Hemos abierto las puertas a un verano en el que tantos optimistas tienen depositadas sus esperanzas de recuperación, y Extremadura apenas ha vacunado al 10 por ciento de su población frente a la Covid-19. El reiterado incumplimiento de las farmacéuticas a los compromisos de entrega ante la imposibilidad de abastecer a un mercado deseoso de protegerse del virus ha provocado un retraso que ha torpedeado los planes del Gobierno. Pero además ha surgido el pánico en una parte de la población que ha expresado su recelo a determinadas vacunas tras la aparición de episodios trombóticos aislados en pacientes a los que se les había administrado la primera dosis.

Conscientes de la gravedad de la situación, los gobiernos andan empeñados ahora en lavar la imagen de la vacuna y la suya propia, porque ha sido la clase política la única responsable del desaguisado que se ha extendido por el mundo. Fueron ellos, y no los ciudadanos, los primeros en expresar su temor a un medicamento que ha salido de los laboratorios en un tiempo récord, y también han sido ellos, y no nosotros, quienes han cambiado de criterio una y otra vez confundiendo a una opinión pública que se debate entre la angustia y el miedo; angustia a una enfermedad desconocida, pero temor a una vacuna a la que quienes nos representan han rodeado de un magma de sospecha sobrecogedor.

La Organización Mundial de la Salud (OMS), cuyo prestigio durante la pandemia ha caído notablemente, ha incurrido en numerosas contradicciones que han puesto en entredicho su quehacer en situaciones de crisis. Dudó sobre la capacidad de transmisión del virus de los asintomáticos, tardó en reconocer el alto poder de contagio a través del aire, puso en duda la efectividad de las mascarillas y generó una gran confusión respecto al uso de la hidroxicloroquina como tratamiento para pacientes infectados. Algo similar ha sucedido con la Agencia Europea del Medicamento (EMA), que desautorizó a su responsable de la estrategia de vacunas después de que este afirmara que existía un vínculo claro entre la vacuna de AstraZeneca y los casos de trombos detectados en algunos pacientes a los que se les había administrado.

Pero quien más confusión ha generado, por mucho que se empeñe en disimularlo, ha sido el Consejo Interterritorial del Sistema Nacional de Salud, en el que se encuentran representados el Ministerio de Sanidad y los responsables de salud de las distintas comunidades autónomas. En sus reuniones semanales, ellos y solo ellos, han contribuido a empañar un proceso de vacunación que comenzó con esperanza y que se ha convertido en una desidia. Las contradicciones internas surgidas en su seno, sus continuos cambios de criterio y las dudas que han generado sobre la vacuna de AstraZeneca han puesto en el disparadero a la farmacéutica de Oxford. Primero fue recomendada para personas de hasta 55 años de edad, después se decidió paralizar su administración, posteriormente se reanudó y se amplió el grupo etario hasta los 65 años, más tarde se desaconsejó para menores de 60 y aún se desconoce qué ocurrirá con los pacientes que no superan esa edad a los que se les ha administrado una dosis y se encuentran a la espera de la segunda.

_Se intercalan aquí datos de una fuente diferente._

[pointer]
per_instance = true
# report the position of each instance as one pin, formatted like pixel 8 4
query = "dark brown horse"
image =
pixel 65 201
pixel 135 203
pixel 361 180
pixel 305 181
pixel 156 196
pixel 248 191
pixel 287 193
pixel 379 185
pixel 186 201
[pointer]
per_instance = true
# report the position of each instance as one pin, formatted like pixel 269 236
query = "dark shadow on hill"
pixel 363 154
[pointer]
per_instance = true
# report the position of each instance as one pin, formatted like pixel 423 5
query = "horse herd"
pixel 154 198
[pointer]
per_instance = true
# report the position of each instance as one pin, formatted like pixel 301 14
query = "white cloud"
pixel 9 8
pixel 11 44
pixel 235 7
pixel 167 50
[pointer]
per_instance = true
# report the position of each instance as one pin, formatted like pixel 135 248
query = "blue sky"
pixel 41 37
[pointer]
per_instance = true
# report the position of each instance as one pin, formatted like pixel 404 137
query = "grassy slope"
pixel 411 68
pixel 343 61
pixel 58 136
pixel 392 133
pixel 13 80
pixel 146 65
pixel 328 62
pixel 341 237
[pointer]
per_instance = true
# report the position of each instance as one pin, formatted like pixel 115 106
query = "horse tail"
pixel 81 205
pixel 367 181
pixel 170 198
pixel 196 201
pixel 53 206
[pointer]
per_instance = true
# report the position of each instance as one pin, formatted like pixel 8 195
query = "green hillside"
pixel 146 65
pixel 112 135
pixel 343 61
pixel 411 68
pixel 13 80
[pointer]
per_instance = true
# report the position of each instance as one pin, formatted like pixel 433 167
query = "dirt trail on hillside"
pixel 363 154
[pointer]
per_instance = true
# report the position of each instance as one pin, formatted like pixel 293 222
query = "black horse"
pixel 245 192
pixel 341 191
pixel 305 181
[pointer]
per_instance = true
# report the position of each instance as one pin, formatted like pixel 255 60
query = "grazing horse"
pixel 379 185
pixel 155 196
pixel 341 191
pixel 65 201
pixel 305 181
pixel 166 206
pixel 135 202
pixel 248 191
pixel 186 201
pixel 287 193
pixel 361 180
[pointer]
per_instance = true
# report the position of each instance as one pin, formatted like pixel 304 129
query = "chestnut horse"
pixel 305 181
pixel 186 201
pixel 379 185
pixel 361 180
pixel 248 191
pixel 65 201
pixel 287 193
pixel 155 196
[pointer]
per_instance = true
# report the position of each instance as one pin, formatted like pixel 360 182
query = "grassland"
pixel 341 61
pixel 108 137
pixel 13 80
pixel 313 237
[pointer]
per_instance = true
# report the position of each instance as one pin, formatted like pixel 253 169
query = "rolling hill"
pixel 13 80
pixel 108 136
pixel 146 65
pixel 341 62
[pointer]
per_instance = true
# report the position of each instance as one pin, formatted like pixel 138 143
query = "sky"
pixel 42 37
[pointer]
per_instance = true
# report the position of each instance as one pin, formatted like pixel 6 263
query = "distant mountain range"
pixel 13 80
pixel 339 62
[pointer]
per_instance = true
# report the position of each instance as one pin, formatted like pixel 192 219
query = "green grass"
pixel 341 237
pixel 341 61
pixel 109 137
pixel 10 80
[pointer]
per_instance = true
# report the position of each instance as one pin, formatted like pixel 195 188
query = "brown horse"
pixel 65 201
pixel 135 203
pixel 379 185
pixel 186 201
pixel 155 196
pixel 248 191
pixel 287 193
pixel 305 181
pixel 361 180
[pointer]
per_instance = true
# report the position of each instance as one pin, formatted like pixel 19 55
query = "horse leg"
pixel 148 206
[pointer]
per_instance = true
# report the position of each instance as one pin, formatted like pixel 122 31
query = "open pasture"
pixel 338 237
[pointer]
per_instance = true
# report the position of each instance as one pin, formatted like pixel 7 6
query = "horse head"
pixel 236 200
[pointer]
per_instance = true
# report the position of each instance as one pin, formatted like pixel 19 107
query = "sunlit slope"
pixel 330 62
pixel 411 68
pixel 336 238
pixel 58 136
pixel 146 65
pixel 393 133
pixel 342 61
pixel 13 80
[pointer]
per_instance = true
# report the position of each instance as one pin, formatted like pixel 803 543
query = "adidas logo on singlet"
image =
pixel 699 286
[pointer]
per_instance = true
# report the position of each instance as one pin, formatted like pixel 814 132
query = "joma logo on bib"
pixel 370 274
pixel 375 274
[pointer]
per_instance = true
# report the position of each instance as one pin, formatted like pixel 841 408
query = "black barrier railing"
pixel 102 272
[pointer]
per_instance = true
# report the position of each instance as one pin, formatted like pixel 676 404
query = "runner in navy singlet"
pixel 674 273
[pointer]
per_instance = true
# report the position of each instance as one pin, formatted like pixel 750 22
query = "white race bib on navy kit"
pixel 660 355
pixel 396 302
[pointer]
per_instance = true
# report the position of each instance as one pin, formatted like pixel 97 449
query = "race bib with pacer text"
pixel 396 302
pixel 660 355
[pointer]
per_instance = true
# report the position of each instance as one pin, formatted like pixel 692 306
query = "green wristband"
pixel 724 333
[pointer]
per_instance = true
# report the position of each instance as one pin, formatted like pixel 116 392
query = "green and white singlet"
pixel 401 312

No podemos aceptar ahora que nos regañen cuando vertemos opiniones sobre la vacuna, porque solo quienes nos representan, con su falta de transparencia y criterio, han confundido a quienes han visto en ella un arma potente frente al virus. Han levantado sospechas a fuerza de deshojar margaritas como los adolescentes enamorados, ahora sí, ahora no. Y todo porque ha venido un problema que les ha caído demasiado grande para su escasa preparación.